Dream Home (2010)
★ / ★★★★
Sheung (Josie Ho) holds two jobs and she hopes to save enough money to purchase a high-rise apartment that overlooks the ocean. Through a series of flashbacks, we learn that her obsession to buy that specific apartment stems from a childhood promise to her parents. We learn, too, that Sheung is willing to do whatever it takes to get that space—and it includes murder.
Directed by Ho-Cheung Pang, “Dream Home” relies on the brutality of the murders to entertain but we should realize that we deserve more than violence and bloodshed. On one level, it asks us to consider Sheung’s circumstance as an extreme that results from a highly competitive housing market in Hong Kong. When the screenplay by Ho-Cheung Pang, Kwok Cheung Tsang and Chi-Man Wan summons numbers to communicate H.K.’s economic state, it is effective because we realize that Sheung is and will always be a slave to the system. And maybe she has reason to be angry.
At the same time, the picture is a horror film and it must be evaluated in terms of the elements expected from the genre. People who enjoy creative kills are likely to get a kick out of the film. There are a few instances when I caught myself feeling impressed, particularly one that involves a pregnant woman. One would think that just because she is obviously with child, the material might go easier on her. On the contrary, her scene is most memorable because she is killed in an especially gruesome fashion.
But there are moments that are doubtful. I never once believed that Sheung could overpower any of her victims who happen to be men. While understandable that she is able to get the initial upper hand because the element of surprise is almost always on her side, it is a mistake of the screenplay to show these men being able turn the tables on her seconds before they meet their fates. As a result, there is an element of unintentional humor which completely erases whatever tension is earned just minutes prior.
The flashbacks do nothing other than to provide background information. I suppose the point is for us to understand the main character’s motivations but the jumps in time—forward and backward—are not carefully executed. It comes off rather sloppy and so the dramatic scenes are not at all convincing. Thus, we feel neither sympathy nor remorse for Sheung. Her actions are so cold and brutal that not once do we see her as a person. She remains a symbol of a person who wishes to move up in life but is stuck because nothing appears to be within her control.

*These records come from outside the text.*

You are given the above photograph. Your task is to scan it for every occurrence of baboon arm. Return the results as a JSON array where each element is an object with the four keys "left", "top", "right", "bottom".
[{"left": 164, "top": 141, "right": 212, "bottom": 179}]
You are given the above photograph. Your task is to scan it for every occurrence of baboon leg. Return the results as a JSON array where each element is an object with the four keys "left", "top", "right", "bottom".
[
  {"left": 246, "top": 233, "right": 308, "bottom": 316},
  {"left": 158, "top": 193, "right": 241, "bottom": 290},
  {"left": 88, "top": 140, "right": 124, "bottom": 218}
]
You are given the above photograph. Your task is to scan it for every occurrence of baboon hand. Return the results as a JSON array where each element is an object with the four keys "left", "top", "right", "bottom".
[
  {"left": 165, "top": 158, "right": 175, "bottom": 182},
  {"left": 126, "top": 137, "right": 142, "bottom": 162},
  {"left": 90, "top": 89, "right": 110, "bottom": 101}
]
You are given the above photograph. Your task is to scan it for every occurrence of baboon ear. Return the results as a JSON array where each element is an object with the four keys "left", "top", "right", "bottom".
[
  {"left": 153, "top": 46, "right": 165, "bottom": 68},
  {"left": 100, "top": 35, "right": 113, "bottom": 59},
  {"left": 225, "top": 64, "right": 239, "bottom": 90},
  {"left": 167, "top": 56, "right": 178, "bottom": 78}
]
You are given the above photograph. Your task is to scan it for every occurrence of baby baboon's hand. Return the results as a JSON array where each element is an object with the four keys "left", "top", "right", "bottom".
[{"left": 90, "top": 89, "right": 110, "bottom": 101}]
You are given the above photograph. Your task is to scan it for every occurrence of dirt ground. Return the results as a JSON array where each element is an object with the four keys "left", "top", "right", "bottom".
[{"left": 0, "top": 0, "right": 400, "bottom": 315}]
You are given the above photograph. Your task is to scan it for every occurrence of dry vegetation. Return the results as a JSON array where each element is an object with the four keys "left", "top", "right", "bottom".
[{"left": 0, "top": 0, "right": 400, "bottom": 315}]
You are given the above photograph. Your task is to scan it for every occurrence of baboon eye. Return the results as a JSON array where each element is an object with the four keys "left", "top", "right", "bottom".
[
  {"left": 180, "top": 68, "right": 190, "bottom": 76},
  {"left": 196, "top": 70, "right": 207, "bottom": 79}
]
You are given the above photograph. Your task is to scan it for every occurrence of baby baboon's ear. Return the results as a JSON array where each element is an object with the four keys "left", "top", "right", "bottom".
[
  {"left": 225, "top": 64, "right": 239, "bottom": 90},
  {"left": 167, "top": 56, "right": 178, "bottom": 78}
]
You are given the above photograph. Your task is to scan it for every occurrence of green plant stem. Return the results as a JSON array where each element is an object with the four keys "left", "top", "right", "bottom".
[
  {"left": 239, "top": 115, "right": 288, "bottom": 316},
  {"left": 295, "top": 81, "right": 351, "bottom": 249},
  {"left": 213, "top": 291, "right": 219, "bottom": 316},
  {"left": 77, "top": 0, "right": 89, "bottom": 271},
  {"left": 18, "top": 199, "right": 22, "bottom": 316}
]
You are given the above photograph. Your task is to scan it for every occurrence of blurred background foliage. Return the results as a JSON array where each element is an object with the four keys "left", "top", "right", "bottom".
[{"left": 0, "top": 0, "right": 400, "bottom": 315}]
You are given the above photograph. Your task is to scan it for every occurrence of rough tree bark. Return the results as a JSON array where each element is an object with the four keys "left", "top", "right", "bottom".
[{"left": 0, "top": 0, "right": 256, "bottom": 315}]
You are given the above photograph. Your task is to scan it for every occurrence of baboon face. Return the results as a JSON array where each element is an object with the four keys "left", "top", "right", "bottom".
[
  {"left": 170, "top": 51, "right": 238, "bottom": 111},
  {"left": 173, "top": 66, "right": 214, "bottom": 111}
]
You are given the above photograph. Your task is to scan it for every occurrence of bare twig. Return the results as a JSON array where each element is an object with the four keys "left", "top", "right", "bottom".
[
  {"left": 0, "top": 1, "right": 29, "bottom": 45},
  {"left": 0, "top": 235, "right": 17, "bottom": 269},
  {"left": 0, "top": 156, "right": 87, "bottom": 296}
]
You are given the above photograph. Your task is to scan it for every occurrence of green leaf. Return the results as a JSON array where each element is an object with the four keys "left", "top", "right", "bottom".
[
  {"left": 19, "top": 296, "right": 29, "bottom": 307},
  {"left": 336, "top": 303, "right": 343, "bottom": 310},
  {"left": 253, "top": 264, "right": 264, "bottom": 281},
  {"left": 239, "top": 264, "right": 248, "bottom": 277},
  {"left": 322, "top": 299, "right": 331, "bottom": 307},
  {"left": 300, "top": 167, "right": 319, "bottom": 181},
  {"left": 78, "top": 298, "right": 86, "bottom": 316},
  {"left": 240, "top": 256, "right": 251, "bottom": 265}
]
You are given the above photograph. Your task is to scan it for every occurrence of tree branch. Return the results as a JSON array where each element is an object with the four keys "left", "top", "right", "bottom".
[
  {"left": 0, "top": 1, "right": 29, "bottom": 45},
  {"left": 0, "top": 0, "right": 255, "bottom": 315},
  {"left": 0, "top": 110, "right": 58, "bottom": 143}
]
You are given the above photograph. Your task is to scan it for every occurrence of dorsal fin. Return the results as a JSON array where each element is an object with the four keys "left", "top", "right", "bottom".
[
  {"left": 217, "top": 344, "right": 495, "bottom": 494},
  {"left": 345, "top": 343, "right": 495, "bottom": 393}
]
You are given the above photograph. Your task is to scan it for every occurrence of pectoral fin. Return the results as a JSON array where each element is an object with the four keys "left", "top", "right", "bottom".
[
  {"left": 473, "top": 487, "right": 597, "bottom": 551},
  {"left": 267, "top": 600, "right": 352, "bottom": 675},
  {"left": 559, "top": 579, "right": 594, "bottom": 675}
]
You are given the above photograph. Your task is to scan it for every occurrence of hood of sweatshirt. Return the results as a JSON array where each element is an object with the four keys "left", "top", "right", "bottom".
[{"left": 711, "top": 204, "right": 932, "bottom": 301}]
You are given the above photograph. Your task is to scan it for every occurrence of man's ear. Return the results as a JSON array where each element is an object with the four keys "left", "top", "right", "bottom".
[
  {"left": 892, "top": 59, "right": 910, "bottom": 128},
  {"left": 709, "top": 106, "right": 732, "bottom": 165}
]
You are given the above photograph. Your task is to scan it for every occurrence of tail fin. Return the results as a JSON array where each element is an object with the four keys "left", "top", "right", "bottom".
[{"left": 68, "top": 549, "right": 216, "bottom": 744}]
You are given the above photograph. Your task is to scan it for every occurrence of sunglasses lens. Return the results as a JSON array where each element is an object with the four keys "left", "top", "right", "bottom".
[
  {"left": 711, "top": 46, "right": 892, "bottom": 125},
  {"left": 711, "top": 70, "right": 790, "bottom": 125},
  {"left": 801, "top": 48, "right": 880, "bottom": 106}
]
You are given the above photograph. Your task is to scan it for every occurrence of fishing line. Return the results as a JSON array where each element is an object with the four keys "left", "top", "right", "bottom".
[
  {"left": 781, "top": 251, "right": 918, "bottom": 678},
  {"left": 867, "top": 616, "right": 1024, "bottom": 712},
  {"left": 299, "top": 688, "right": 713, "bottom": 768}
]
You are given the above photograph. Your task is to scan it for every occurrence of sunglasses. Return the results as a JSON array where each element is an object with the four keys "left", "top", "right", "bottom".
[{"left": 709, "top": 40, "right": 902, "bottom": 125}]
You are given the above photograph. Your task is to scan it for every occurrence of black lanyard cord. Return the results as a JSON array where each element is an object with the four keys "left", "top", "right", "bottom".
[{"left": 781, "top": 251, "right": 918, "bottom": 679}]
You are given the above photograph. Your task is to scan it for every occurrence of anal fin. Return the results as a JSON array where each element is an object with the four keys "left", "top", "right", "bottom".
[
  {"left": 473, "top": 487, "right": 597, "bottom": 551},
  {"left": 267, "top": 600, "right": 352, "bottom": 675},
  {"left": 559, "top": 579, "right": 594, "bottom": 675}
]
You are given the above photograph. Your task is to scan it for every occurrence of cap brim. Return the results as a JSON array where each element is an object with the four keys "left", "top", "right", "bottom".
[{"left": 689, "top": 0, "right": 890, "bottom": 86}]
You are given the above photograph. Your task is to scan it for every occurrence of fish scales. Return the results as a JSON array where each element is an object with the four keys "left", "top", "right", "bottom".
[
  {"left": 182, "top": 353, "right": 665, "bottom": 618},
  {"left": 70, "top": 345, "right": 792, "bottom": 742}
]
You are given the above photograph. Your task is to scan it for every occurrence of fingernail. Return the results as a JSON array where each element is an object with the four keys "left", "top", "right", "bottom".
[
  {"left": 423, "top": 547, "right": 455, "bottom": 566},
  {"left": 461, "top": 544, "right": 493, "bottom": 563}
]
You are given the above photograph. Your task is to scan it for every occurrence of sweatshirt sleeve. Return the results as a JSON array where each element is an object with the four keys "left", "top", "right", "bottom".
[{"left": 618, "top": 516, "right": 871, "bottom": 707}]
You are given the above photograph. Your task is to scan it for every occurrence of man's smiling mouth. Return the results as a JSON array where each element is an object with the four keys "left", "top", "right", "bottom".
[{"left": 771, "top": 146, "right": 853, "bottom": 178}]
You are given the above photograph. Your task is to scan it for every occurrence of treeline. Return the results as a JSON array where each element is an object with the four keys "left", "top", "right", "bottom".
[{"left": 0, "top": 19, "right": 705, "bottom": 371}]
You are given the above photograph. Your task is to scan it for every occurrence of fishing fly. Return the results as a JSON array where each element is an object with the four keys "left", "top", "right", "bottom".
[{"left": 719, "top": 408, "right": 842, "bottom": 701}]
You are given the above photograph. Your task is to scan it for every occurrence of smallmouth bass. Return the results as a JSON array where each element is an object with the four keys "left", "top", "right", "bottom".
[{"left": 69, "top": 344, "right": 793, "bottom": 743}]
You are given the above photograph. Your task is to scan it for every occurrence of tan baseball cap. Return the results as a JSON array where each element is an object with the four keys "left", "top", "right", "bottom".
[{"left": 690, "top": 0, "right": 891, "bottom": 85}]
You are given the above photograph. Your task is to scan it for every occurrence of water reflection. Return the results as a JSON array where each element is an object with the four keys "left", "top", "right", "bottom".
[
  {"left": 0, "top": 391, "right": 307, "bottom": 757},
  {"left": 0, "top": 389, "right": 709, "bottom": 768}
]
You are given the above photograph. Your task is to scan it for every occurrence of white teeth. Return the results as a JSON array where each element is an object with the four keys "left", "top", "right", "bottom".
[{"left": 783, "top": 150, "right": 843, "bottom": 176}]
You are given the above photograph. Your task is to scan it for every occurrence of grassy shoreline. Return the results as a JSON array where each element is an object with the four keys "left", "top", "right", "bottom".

Eventually, I found “Wai dor lei ah yut ho” to be highly repetitive in structure and theme. As out of the box as some of the kills are, I grew bored by the character who is a walking boredom. Given its subject matter, it needed more of a satirical slant to really work as a horror-comedy with a certain truth to impart. Instead, what we are given is a very dilute sort-of slasher flick that stumbles upon good ideas accidentally.